The wages of less educated men—which had been in decline since the 1970s—also enjoyed a brief reprieve in the late 1990s and into the following decade. Working with University of Chicago colleagues Kerwin Charles and Matthew Notowidigdo, Hurst found that these aggregate statistics for the United States as a whole have played out in miniature across the country (PDF), as one would expect if the housing boom were really behind the short-lived uptick in the employment and salaries for the bottom 20 percent. In regions where the housing booms were greatest, the employment prospects of low-skilled workers fared the best, while in places that the housing bubble passed by, the job prospects of such workers continued their inexorable decline. (The researchers also found that the increase in construction employment was only part of the explanation: Low-skilled service employment also went up in places with housing booms as local residents, feeling wealthier as a result of the increased value of their homes, spent more at restaurants, barber shops, and local retail establishments.)

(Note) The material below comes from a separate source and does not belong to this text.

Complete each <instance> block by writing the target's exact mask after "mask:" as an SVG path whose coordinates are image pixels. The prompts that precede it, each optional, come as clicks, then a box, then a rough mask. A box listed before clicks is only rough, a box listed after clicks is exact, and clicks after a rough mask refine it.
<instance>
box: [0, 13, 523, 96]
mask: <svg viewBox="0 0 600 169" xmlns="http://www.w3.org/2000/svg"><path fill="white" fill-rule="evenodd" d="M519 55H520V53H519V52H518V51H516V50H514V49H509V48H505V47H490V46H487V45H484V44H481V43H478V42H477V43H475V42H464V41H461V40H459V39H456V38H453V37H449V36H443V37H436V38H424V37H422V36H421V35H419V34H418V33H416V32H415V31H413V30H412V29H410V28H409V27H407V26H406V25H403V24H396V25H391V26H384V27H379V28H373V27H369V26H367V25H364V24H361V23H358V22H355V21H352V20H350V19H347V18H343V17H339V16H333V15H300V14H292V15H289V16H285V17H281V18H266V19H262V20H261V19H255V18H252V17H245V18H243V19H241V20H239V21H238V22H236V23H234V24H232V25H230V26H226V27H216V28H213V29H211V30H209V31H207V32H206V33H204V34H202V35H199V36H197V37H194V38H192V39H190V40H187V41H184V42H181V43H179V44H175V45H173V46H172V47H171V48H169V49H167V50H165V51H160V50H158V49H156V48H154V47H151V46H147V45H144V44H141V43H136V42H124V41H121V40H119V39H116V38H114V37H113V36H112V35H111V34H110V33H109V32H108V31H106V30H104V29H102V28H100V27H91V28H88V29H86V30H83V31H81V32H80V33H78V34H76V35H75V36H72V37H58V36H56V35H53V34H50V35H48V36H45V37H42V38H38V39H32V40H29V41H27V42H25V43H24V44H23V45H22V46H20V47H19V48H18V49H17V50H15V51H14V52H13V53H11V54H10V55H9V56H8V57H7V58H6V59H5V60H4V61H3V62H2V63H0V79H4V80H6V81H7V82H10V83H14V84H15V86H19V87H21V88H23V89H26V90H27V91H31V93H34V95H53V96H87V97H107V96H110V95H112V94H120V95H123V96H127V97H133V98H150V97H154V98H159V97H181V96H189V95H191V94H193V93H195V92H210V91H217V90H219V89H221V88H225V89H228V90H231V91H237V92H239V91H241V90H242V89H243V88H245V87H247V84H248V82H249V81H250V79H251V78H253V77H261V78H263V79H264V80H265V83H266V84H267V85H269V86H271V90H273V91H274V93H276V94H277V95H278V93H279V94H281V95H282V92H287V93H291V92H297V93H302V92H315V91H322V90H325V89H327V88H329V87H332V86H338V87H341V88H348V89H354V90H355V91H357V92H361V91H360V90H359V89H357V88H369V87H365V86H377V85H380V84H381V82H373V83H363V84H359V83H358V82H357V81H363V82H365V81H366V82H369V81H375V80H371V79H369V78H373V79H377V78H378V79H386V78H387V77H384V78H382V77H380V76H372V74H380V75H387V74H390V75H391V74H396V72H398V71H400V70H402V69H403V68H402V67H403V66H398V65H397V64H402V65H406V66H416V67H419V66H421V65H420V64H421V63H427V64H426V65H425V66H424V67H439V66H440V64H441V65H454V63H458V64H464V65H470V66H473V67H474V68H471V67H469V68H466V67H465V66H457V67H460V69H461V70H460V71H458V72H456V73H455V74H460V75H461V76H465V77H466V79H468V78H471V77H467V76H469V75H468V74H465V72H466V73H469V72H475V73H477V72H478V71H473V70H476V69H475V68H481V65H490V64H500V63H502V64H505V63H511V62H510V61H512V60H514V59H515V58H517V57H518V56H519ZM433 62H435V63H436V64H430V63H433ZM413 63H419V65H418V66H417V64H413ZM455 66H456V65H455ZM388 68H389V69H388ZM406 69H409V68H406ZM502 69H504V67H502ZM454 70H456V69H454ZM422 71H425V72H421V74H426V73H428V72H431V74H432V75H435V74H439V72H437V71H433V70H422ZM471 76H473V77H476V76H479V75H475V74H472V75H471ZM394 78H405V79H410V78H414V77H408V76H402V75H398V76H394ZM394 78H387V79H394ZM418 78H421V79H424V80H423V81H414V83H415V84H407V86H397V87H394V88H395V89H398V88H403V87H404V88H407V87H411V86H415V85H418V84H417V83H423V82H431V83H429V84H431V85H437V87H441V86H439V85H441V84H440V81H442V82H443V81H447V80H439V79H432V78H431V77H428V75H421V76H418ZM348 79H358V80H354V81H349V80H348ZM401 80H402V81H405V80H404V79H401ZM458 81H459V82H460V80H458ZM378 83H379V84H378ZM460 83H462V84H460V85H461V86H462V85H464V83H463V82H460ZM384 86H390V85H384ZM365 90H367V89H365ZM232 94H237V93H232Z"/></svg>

Overall, Hurst and his co-authors estimate that roughly 40 percent of the increase in nonemployment (those who are unemployed but still looking for jobs, as well as those who have given up and exited the labor force entirely) since 2007 involves manufacturing jobs that were already lost during the earlier part of the decade. But the loss of these jobs was temporarily obscured by the housing boom that allowed low-skilled individuals to find work. (For the college-educated, there was at most a modest connection between the housing booms and employment.)
Once again, we are not as wealthy as we thought we were. And there really is a significant structural component behind today’s sluggish labor market.